Non ! C’est donner aux agriculteurs la possibilité de se moderniser et d’assurer leur pérennité. Certains bâtiments d’élevage ne sont parfois pas aux normes de bien-être animal, ni économes en énergie, je suis sûr qu’à
Libé, vous êtes très sensibles à ça…
Admettez qu’il y a une contradiction entre le discours et la pratique…
L’agroécologie, ce serait des petits établissements avec des petits cochons qui se baladent dehors ? Il y a des contraintes économiques, tout le monde ne peut pas produire ou acheter du porc noir de Bigorre. Sur un produit standard, on est en compétition avec d’autres. Pour que les porcs transforment au mieux leur alimentation en viande, les bâtiments et l’organisation de la production, c’est très important. On pourrait se dire : «pas de ça chez nous», et laisser se délocaliser les productions au Danemark ou en Allemagne.
L’affaire du barrage de Sivens alimente le débat sur les grands projets inutiles et sur l’irrigation…
Je suis favorable à une retenue plus petite. On a besoin d’irrigation. Surtout pour maintenir de l’élevage dans des zones où les sécheresses deviennent perturbantes avec le réchauffement climatique.
Vous avez défendu le verdissement de la Politique agricole commune (PAC). Mais on pourra mettre des pesticides sur les surfaces d’intérêt écologique. Ce n’est pas très vert tout ça…

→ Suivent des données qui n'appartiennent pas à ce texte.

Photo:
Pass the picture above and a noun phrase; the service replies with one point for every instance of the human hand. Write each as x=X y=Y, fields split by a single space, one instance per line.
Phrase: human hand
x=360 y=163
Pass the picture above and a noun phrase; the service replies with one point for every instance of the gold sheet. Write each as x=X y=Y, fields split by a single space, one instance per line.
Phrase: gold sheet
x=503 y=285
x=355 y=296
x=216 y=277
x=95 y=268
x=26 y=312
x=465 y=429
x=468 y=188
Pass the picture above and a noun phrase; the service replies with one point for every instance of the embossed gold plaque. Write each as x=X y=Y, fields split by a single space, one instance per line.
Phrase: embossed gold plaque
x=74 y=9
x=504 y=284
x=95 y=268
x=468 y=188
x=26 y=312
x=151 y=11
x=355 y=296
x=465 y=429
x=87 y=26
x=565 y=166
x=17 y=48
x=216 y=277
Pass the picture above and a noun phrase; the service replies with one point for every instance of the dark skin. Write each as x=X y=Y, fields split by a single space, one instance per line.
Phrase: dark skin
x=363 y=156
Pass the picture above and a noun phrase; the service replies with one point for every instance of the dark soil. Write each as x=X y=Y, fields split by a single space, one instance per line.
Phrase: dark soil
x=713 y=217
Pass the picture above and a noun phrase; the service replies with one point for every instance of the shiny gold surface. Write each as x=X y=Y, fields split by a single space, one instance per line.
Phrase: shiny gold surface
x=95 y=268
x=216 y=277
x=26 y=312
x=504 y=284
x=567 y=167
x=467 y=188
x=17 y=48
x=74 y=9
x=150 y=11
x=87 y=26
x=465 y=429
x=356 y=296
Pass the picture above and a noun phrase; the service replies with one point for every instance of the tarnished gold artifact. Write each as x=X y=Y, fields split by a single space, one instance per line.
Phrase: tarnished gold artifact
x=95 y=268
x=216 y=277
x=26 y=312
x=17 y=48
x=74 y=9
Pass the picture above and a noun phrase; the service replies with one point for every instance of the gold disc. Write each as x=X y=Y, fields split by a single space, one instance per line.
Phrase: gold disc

Je suis d’accord. Mais c’est plus vert qu’avant. On progresse. Par rapport au débat sur les deux mondes qui s’opposent, on est en train d’ouvrir un espace nouveau, c’est ça qui me motive.
Chaque Etat européen peut désormais décider de cultiver ou non des OGM. Recul ou avancée ?
Les Verts et José Bové voulaient interdire les OGM à l’échelle européenne, tout court. Mais on n’a aucune majorité pour le faire. Jusqu’ici, on se contentait de moratoires qui pouvaient être cassés par le Conseil d’Etat. Désormais, les Etats auront le droit de refuser les OGM pour des questions liées à la dissémination dans l’environnement, la protection des productions de qualité, etc.
Y êtes-vous vraiment opposé ?
A ceux de première génération producteurs de pesticides ou résistants aux herbicides, oui. Aux Etats-Unis, ils ont tellement utilisé d’OGM résistants au Roundup que les mauvaises herbes y sont devenues résistantes. Mais je suis pour l’ouverture d’un débat sur les OGM permettant des réelles améliorations, comme le riz enrichi en vitamines ou les cultures résistantes au stress hydrique. Nous remettrons donc en place le haut conseil sur les biotechnologies.